The National Institute for Standards and Technology is updating SP 800-53 (Revision 3 below), that gives federal agencies (excluding those tied to national security) recommend security controls for information technology systems, NIST computer scientist and advanced security researcher Ron Ross tells us.
This will be the fourth update to the document since its original release in 2005, but will also be the largest as the threat space has grown so rapidly in the past year.
The document is expected to be released at the end of the calendar year focusing on insider threats, software application security, social networking, mobile devices, cloud computing, cross domain solutions, advanced persistent threats, supply chain security, process control systems and privacy.
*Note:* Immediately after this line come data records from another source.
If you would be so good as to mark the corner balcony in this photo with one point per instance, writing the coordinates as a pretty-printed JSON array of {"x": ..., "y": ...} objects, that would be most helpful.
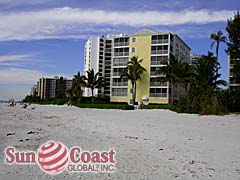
[
  {"x": 157, "y": 83},
  {"x": 120, "y": 44},
  {"x": 117, "y": 54},
  {"x": 159, "y": 52},
  {"x": 160, "y": 41},
  {"x": 161, "y": 95}
]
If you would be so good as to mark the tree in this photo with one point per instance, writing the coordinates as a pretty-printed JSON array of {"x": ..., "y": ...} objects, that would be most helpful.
[
  {"x": 92, "y": 81},
  {"x": 169, "y": 71},
  {"x": 233, "y": 29},
  {"x": 184, "y": 75},
  {"x": 61, "y": 89},
  {"x": 205, "y": 73},
  {"x": 217, "y": 39},
  {"x": 236, "y": 71},
  {"x": 134, "y": 73},
  {"x": 78, "y": 83}
]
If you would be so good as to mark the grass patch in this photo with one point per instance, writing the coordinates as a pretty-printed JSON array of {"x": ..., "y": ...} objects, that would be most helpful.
[
  {"x": 160, "y": 106},
  {"x": 104, "y": 106}
]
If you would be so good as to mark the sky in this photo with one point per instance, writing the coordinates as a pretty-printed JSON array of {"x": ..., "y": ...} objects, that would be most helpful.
[{"x": 46, "y": 38}]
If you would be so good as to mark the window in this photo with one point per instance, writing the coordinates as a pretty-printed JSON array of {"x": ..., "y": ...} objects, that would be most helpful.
[{"x": 119, "y": 91}]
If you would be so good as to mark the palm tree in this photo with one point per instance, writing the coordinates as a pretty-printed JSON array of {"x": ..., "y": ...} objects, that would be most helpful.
[
  {"x": 184, "y": 75},
  {"x": 92, "y": 81},
  {"x": 78, "y": 83},
  {"x": 61, "y": 88},
  {"x": 134, "y": 72},
  {"x": 217, "y": 39},
  {"x": 205, "y": 73},
  {"x": 169, "y": 71}
]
The document will also include a systems engineering guide.
“Our goal is to build more security early on when designing the system than trying to clean up the mess afterward,” Ross tells us.
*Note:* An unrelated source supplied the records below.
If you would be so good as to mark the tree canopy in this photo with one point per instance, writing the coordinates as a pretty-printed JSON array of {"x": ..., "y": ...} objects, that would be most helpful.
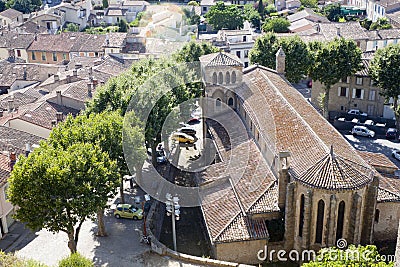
[
  {"x": 333, "y": 61},
  {"x": 298, "y": 58},
  {"x": 277, "y": 25},
  {"x": 59, "y": 189},
  {"x": 385, "y": 71},
  {"x": 222, "y": 16}
]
And that mess can be huge. Ross agreed with a statement we passed along from FBI Cyber Division Deputy Assistant Director Steven Chabinsky who said that the country is more equipped at cybersecurity now than ever before, but the problem is the worst it’s ever been.
Part of the reason, says Ross, is that hackers today don’t really even need to be hackers.
“A few years ago, hackers used to be a specialized trade, but with the advent of low cost computers and the ability to purchase sophisticated attack tools online almost anyone on the planet can do significant damage to a system,” Ross said. “That’s what makes our job so challenging, because our adversary is continually evolving.”